EN ACTE ET EN VÉRITÉ

Thierry est un catholique belge, qui a publié sur médiapart une « Lettre ouverte à l’Abbé Grosjean et à ceux qui le suivent » (voir ci-dessous), me reprochant la façon dont j’ai pu prendre part, avec de nombreux autres prêtres, et à la suite de nos évêques, au débat autour de la loi Taubira. Nous avons prévu de nous voir bientôt, pour un dialogue franc. En attendant, voici ma réponse. 

Cher Thierry,

J’ai bien lu votre longue lettre. Je vous remercie de votre franchise et je voudrais vous répondre avec la même franchise. Non pas seulement pour moi dans l’échange personnel que je vous ai proposé, ou pour ceux qui partagent vos questions, mais aussi pour tous ceux qui ont pu se sentir blessés ou incompris par la publication de votre message.

Tous vos arguments ne révèlent au fond qu’une seule chose : c’est que la caricature permanente qu’on a tenté de faire peser sur le débat du mariage pour tous, depuis le début, a fini par susciter de vraies incompréhensions. Même entre nous, entre frères chrétiens. Je ne vous demande pas d’être d’accord avec moi dans ce débat ; mais je vous demande juste, en frère, de faire l’effort de dépasser les mensonges les plus absurdes et d’essayer de me comprendre…

Pour mieux éviter de répondre à nos questions, une majorité politique mal à l’aise a tout fait pour nous diaboliser. Je le déplore, mais c’est ainsi. En revanche, qu’un catho cède à cette diabolisation, c’est bien le comble. Et pour tout vous dire, cela me blesse profondément. Comment pouvez-vous me faire tenir des propos que je n’ai jamais eus ? Me prêter des intentions qui sont si loin de ce dont j’ai témoigné ? Jamais je n’ai traité les homosexuels en bouc émissaire ; au contraire, je n’ai cessé de rappeler que chaque personne devait être aimée et respectée. Où avez-vous lu ces mots que je n’ai jamais dits ? Vous évoquez le procès du Christ : à sa suite, nous avons été jugés par un pouvoir sans justice, qui ne voulait pas entendre. Ne vous faites pas procureur à votre tour sans répondre à sa question ! « Si j’ai mal parlé, montre où est le mal... Mais si j’ai bien parlé, pourquoi me frappes-tu ? »
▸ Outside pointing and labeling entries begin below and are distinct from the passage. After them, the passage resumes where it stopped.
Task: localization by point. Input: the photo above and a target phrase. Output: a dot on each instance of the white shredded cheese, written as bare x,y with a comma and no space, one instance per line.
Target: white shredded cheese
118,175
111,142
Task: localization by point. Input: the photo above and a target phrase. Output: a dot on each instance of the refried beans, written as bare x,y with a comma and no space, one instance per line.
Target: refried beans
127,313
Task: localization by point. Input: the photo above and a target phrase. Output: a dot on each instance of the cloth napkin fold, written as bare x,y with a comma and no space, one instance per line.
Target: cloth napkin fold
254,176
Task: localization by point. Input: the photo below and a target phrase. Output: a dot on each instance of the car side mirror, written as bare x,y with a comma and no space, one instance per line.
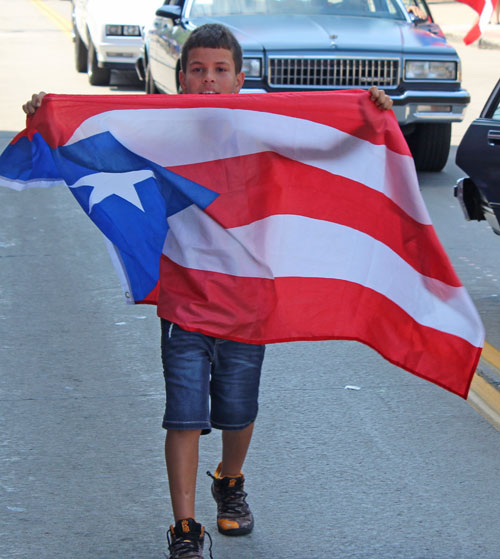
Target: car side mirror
170,12
415,19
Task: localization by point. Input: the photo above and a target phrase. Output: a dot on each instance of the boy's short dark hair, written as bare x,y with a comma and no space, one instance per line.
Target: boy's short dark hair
213,36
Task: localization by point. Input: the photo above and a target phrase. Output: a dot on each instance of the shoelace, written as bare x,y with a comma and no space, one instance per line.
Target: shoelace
232,499
187,545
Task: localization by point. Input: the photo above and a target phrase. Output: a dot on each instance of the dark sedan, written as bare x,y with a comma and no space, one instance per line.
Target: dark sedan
479,156
297,45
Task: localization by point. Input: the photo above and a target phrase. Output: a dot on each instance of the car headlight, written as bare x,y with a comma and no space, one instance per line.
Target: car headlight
127,30
252,67
427,70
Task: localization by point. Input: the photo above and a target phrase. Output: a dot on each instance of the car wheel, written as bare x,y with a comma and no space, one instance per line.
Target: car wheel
80,53
429,144
150,83
97,76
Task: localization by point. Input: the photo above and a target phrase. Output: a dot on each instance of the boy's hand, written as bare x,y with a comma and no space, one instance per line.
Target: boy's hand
380,98
32,105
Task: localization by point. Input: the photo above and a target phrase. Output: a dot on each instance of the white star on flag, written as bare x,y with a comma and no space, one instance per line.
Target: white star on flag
120,184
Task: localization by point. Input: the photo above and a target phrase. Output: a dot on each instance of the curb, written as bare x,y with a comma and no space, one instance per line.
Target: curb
484,394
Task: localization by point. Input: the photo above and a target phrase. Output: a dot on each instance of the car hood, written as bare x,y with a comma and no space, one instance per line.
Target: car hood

Jamais non plus je n’ai rêvé que l’Eglise impose sa loi à la société, jamais je n’ai méprisé la démocratie. Au contraire, j’ai seulement demandé, parmi tant d’autres, un peu de démocratie… De quel droit a-t-on pu nous dénier, à nous, prêtres et « cathos de base », pour reprendre votre expression, la possibilité de parler avec tous de l’avenir de notre pays ? Sous prétexte qu’il faut refuser le pouvoir au christianisme, qui ne le demandait pas, on a refusé la parole aux chrétiens... Comment pouvez-vous à votre tour tomber dans ce triste piège ? Lorsque les chrétiens, parmi d’autres, parlent du mariage civil, ne sont-ils pas concernés ? Doivent-ils être écartés du débat ? Souvenez-vous, Thierry, de ceux qui demandaient à l’Eglise de rester dans ses sacristies lorsqu’elle prenait fait et cause pour les pauvres, les exclus, les minorités… Serez-vous avec eux aujourd’hui pour limiter la démocratie, ce dialogue libre où tous ont leur part ? N’est-ce pas au fond le plus haut service que l’Eglise puisse rendre au cœur de l’espace public et dans les médias : continuer d’interpeller et d’éclairer les consciences, pour défendre le bien commun et les droits de la personne humaine ?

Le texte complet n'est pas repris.